Des incidents écornent l'image de l'A380

L’A380 d’Air France avant son départ de l’aéroport de Paris. Depuis sa mise en service le 20 novembre dernier, l’appareil a connu trois pannes.
Photo: Agence France-Presse (photo) ERIC PIERMONT L’A380 d’Air France avant son départ de l’aéroport de Paris. Depuis sa mise en service le 20 novembre dernier, l’appareil a connu trois pannes.

Paris — L'Airbus A380 a cumulé ces dernières semaines plusieurs incidents, présentés comme mineurs, mais qui écornent l'image du plus grand avion de ligne du monde, dont le premier exemplaire a été lancé il y a deux ans après des retards de production.

Depuis sa mise en service le 20 novembre dernier, l'unique appareil d'Air France a connu trois pannes: le 27 novembre, de nature informatique sur le pilote automatique, le 15 décembre, sur le circuit de carburant et la dernière, le 17 décembre, sur le système électrique.

Un porte-parole d'Air France les a qualifiées de «mineures», insistant sur le fait qu'elles «n'étaient pas liées entre elles».

Outre Air France, Singapore Airlines, compagnie de lancement de l'A380, a fait état récemment de deux incidents: un problème de moteur le 28 septembre et une panne d'alimentation électrique dans ses cuisines le 16 décembre.

«On ne peut pas dire que l'on soit pleinement satisfait», a reconnu un porte-parole de l'avionneur européen Airbus, «nous travaillons avec les compagnies» pour trouver des améliorations.


Un taux «admissible» d'incidents

Airbus insiste sur le fait qu'il s'agit d'un «taux admissible d'incidents, tout à fait conforme à ce que l'on a pu observer lors de la mise en service d'un nouvel avion».

«Il y a un phénomène de surmédiatisation de l'A380», estime Pierre Sparaco, vice-président de l'Académie de l'air et de l'espace à Paris. Le dernier-né d'Airbus est le plus grand de tous les avions passagers et ses débuts sont particulièrement suivis.

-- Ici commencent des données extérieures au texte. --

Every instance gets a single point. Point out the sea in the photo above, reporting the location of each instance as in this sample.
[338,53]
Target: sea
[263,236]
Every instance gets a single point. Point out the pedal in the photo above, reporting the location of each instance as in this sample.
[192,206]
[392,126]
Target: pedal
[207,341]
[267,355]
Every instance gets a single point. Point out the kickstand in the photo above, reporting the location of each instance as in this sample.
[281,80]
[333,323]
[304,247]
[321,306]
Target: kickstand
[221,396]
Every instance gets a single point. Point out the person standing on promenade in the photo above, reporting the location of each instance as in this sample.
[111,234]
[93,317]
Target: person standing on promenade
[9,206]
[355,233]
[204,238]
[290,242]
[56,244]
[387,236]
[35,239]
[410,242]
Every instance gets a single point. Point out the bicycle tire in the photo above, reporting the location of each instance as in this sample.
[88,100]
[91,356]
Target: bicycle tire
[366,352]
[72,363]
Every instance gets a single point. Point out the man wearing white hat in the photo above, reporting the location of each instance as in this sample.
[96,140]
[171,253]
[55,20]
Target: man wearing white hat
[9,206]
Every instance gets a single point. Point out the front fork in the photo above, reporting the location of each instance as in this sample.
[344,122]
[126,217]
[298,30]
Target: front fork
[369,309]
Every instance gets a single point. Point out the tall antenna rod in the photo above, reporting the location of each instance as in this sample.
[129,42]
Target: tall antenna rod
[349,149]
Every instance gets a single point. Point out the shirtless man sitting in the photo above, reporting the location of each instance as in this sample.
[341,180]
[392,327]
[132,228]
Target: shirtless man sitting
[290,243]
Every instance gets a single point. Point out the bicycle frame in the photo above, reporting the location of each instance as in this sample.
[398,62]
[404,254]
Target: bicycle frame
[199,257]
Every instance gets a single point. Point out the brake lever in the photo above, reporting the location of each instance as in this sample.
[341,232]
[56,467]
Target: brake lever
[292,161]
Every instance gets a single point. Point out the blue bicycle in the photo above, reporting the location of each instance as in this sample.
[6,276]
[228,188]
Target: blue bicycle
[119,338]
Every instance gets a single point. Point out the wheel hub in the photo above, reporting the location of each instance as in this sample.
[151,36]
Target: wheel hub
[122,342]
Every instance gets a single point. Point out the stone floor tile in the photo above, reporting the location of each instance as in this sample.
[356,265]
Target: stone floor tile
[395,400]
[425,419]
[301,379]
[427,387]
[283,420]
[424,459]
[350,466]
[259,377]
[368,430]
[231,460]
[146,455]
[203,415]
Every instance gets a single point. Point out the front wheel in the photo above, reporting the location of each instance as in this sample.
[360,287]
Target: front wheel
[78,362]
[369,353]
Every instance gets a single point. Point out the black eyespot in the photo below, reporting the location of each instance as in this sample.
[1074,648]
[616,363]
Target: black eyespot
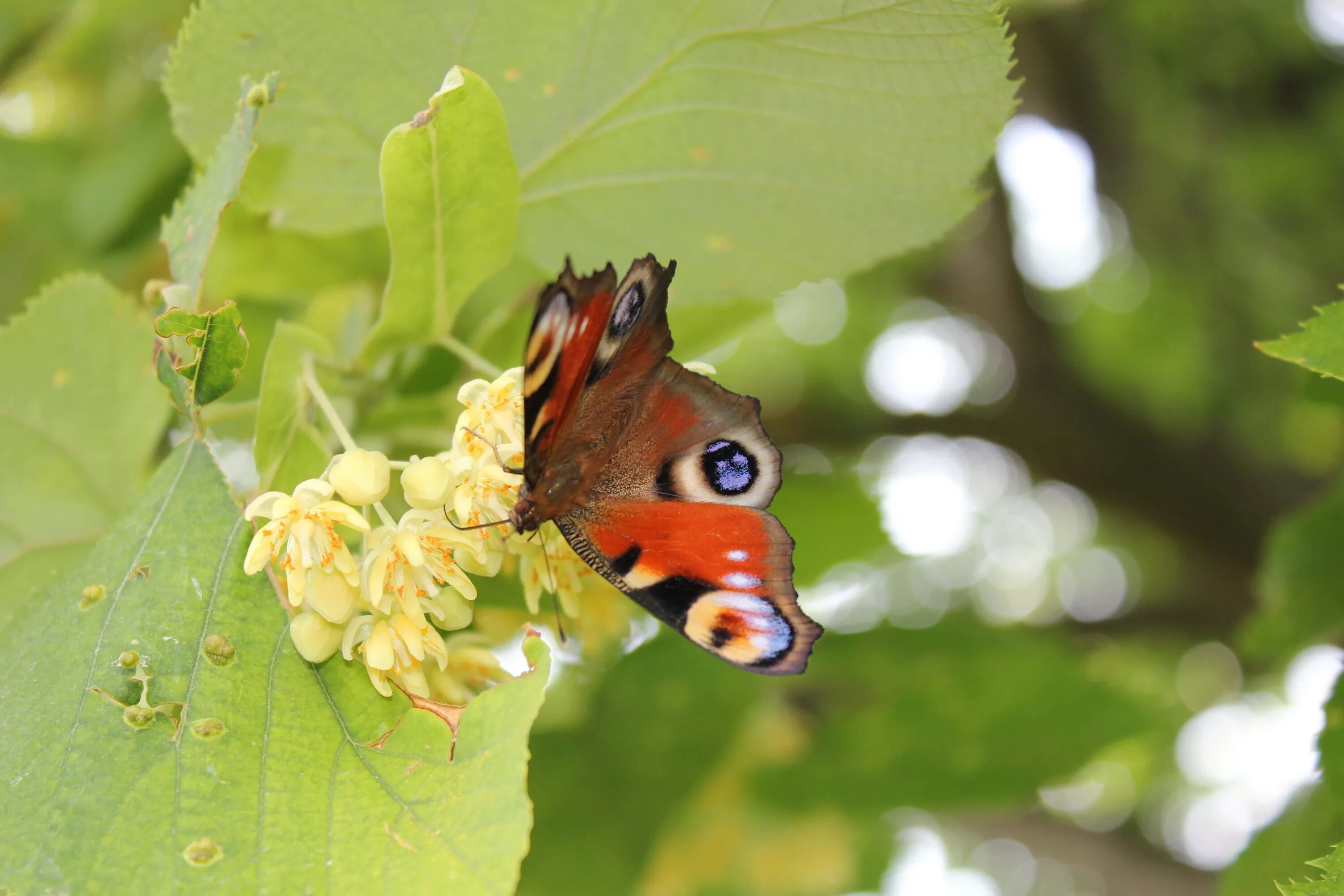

En outre, «lorsqu'un nouvel appareil entre en service, il connaît toujours des problèmes de rodage et son taux de "fiabilité" sur les dix premiers mois est moindre que par la suite», ajoute-t-il.

«Lorsque vous avez une grande évolution technologique sur un appareil, les premiers temps sont toujours un peu difficiles. Les premières compagnies clientes bénéficient d'ailleurs d'un prix de lancement de la part du constructeur qui sait qu'elles vont essuyer les plâtres», observe Gérard Bourgeois, secrétaire général adjoint du Syndicat national des mécaniciens au sol de l'aviation civile (SNMSAC).

Lors de la mise en service du très gros porteur de l'américain Boeing, le 747, il y a quarante ans, ce dernier avait d'ailleurs connu de nombreuses pannes de moteurs, réglées par la suite, rappelle M. Sparaco.

Selon M. Bourgeois, les incidents rencontrés par l'A380 actuellement sont «des incidents de routine». «Tous les avions connaissent ce genre de pannes», relativise-t-il.

M. Sparaco s'est cependant étonné de l'accumulation d'incidents récents: Airbus s'était engagé à livrer un appareil particulièrement fiable dès le départ en raison du grand nombre de passagers — 525 en moyenne —, toujours plus difficile à héberger en cas de retard.